July 20 (Bloomberg) -- An attack today by South Sudanese rebels on a town in Upper Nile state was the most serious violation yet of a cease-fire signed May 9 by President Salva Kiir and his former deputy Riek Machar, the United Nations said.
Insurgents said they attacked government positions in Nasir earlier in the day and seized control. Government troops are still battling Machar’s forces around the airport in the town near the Ethiopian border, Philip Aguer, a spokesman for the military, said in a phone interview from Juba.
“It is deplorable that this major attack comes at a time when intensive efforts are underway by mediators of the Intergovernmental Authority on Development to convince all parties to resume the suspended peace talks in Addis Ababa,” the United Nations Mission in South Sudan said in an e-mailed statement. “It is also worrying that the attack was launched in total disrespect of the presence of” cease-fire monitors from IGAD, a regional bloc mediating the crisis.
Casualties from the latest unrest are “yet to be assessed,” IGAD said. Fighting erupted in South Sudan in mid-December between factions loyal to Kiir and Machar. Thousands of people have died in the violence and at least 1 million have been displaced from their homes, according to the UN.
IGAD “strongly” condemned the attack. “It is regrettable that this incident has come at a time when the mediation team just concluded consultations” with rebel leaders in Ethiopia on how to move negotiations forward, it said today by e-mail.

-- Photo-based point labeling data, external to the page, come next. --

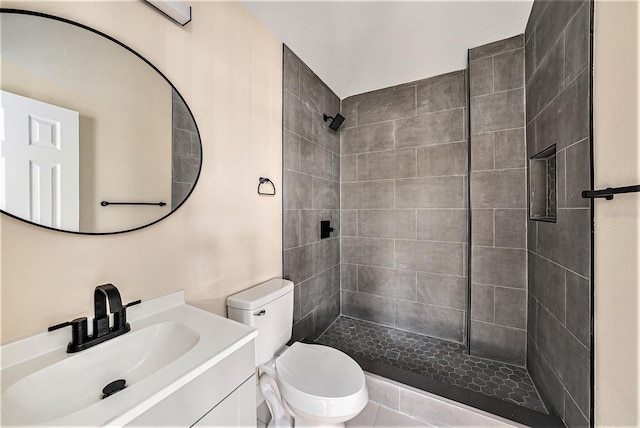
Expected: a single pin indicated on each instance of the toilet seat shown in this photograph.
(321, 381)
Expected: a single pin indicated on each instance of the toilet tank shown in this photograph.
(267, 307)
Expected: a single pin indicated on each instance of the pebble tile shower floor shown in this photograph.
(438, 359)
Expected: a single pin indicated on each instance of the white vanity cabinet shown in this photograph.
(223, 395)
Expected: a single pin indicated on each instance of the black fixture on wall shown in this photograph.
(336, 121)
(609, 192)
(325, 229)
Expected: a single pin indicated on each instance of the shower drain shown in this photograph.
(113, 387)
(392, 355)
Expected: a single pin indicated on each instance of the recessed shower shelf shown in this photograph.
(543, 192)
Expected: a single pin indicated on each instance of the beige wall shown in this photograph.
(617, 222)
(225, 237)
(125, 115)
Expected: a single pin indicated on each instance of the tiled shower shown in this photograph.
(399, 281)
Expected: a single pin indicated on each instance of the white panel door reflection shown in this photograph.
(39, 161)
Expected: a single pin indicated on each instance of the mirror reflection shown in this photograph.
(86, 121)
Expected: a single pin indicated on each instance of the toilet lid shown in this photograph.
(319, 371)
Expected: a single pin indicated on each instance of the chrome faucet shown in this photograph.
(102, 332)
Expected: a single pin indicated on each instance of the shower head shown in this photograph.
(335, 121)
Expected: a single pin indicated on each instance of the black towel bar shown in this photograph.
(609, 192)
(106, 203)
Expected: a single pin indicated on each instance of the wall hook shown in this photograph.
(264, 180)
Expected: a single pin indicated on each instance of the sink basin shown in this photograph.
(76, 382)
(169, 345)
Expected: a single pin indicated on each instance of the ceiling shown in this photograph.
(359, 46)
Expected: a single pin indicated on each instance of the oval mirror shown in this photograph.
(95, 139)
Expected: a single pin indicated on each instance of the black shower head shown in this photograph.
(335, 121)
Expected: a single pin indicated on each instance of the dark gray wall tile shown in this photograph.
(366, 195)
(303, 328)
(536, 10)
(510, 149)
(368, 307)
(511, 307)
(315, 160)
(577, 174)
(529, 59)
(326, 194)
(443, 159)
(532, 316)
(291, 72)
(313, 92)
(481, 76)
(483, 303)
(386, 104)
(494, 112)
(482, 227)
(567, 242)
(335, 173)
(185, 170)
(297, 116)
(297, 190)
(326, 253)
(546, 380)
(566, 120)
(482, 151)
(349, 223)
(291, 151)
(498, 342)
(552, 22)
(325, 314)
(499, 266)
(369, 138)
(433, 321)
(547, 81)
(316, 290)
(298, 263)
(349, 109)
(577, 44)
(498, 189)
(531, 138)
(348, 168)
(431, 128)
(568, 357)
(427, 256)
(400, 284)
(573, 417)
(367, 251)
(291, 228)
(494, 48)
(433, 192)
(443, 92)
(442, 225)
(532, 235)
(349, 277)
(399, 224)
(181, 142)
(386, 165)
(509, 70)
(511, 228)
(442, 290)
(561, 179)
(578, 315)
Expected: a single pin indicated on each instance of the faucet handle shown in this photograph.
(78, 331)
(120, 317)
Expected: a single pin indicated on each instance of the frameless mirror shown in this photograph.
(95, 139)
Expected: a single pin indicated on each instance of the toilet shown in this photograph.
(309, 385)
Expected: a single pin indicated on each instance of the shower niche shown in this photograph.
(543, 195)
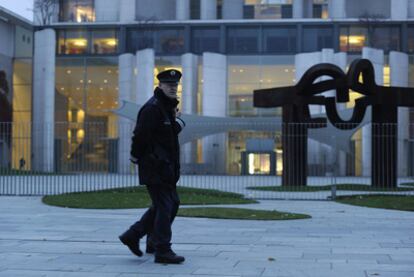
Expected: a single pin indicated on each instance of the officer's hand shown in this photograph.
(133, 160)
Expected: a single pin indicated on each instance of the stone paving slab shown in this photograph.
(339, 240)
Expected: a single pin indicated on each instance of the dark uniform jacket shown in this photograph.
(155, 142)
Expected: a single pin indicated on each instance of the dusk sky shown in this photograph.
(21, 7)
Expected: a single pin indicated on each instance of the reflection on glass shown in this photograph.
(242, 40)
(247, 73)
(205, 40)
(279, 40)
(169, 41)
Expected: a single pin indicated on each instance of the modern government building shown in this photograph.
(68, 70)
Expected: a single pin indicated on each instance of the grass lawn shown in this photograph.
(354, 187)
(233, 213)
(137, 197)
(17, 172)
(393, 202)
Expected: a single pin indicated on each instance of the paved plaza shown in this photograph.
(339, 240)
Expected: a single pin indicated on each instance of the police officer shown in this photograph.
(155, 149)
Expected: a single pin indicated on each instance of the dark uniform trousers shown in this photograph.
(157, 220)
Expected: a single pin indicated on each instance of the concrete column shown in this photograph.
(37, 15)
(233, 9)
(215, 104)
(44, 100)
(208, 9)
(107, 10)
(298, 9)
(337, 9)
(145, 75)
(127, 9)
(182, 9)
(399, 78)
(125, 126)
(189, 101)
(376, 56)
(307, 8)
(399, 9)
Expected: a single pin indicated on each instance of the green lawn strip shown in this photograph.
(17, 172)
(354, 187)
(393, 202)
(236, 213)
(137, 197)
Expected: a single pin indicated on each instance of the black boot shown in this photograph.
(150, 246)
(168, 257)
(130, 239)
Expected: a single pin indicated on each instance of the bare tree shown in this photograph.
(44, 10)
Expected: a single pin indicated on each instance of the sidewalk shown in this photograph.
(339, 240)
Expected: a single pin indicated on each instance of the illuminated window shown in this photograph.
(104, 42)
(352, 39)
(268, 9)
(77, 11)
(320, 9)
(75, 42)
(316, 38)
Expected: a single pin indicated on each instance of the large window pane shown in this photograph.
(22, 110)
(410, 38)
(242, 40)
(386, 38)
(247, 73)
(316, 38)
(268, 9)
(169, 41)
(353, 38)
(86, 92)
(320, 9)
(279, 40)
(104, 42)
(74, 42)
(76, 10)
(164, 41)
(140, 39)
(205, 39)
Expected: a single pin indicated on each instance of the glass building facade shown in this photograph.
(260, 48)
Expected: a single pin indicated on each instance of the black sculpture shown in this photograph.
(295, 101)
(6, 110)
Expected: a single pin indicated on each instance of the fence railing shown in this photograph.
(277, 161)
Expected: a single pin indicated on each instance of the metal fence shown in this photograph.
(258, 160)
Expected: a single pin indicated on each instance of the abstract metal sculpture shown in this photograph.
(295, 101)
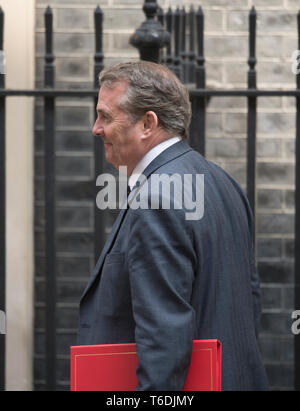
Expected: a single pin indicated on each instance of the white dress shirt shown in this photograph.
(148, 157)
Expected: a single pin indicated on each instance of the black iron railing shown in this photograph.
(189, 64)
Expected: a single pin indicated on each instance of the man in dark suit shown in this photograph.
(167, 276)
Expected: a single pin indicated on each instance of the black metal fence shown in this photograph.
(189, 64)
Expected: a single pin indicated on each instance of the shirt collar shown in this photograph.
(148, 158)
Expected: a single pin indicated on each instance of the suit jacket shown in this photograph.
(163, 280)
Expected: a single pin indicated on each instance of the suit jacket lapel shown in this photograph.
(169, 154)
(110, 239)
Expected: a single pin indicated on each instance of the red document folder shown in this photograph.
(112, 367)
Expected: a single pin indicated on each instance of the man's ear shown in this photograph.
(150, 123)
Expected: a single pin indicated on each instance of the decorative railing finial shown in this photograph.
(150, 37)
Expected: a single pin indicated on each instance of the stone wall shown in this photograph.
(226, 52)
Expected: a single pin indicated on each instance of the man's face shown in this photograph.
(121, 138)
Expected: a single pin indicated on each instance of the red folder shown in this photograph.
(112, 367)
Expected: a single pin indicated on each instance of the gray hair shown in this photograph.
(152, 87)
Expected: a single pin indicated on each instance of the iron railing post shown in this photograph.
(297, 226)
(50, 224)
(2, 212)
(150, 37)
(99, 215)
(251, 119)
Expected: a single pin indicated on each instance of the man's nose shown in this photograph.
(97, 129)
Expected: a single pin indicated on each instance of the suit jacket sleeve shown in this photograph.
(161, 268)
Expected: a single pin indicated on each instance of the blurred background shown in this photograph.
(252, 138)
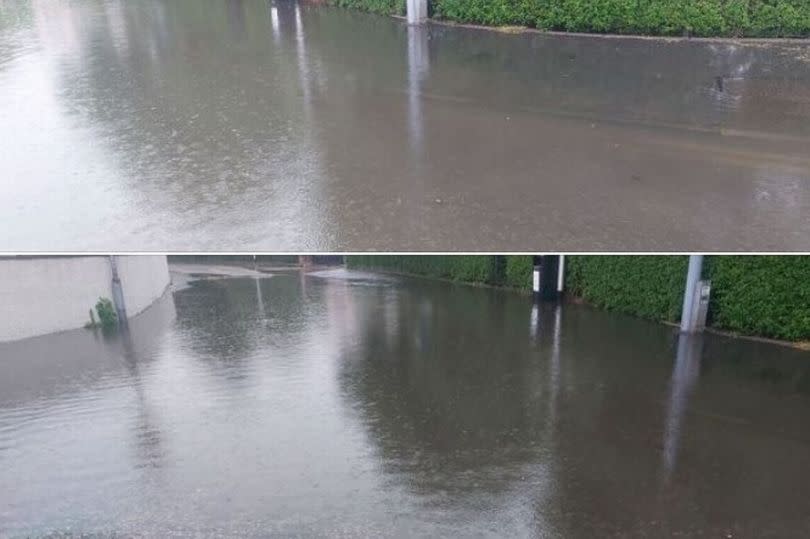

Machar’s forces fought in “self-defense” for the last three days around Nasir as government soldiers tried to capture Upper Nile rebel commander Gathoth Gatkuoth, spokesman Lul Ruai Koang said. The victory “paves the way” for rebels to advance on the regional capital Malakal and control oil fields at Paloch in Upper Nile in their bid to unseat Kiir and convert South Sudan into a federation of 21 states, he said.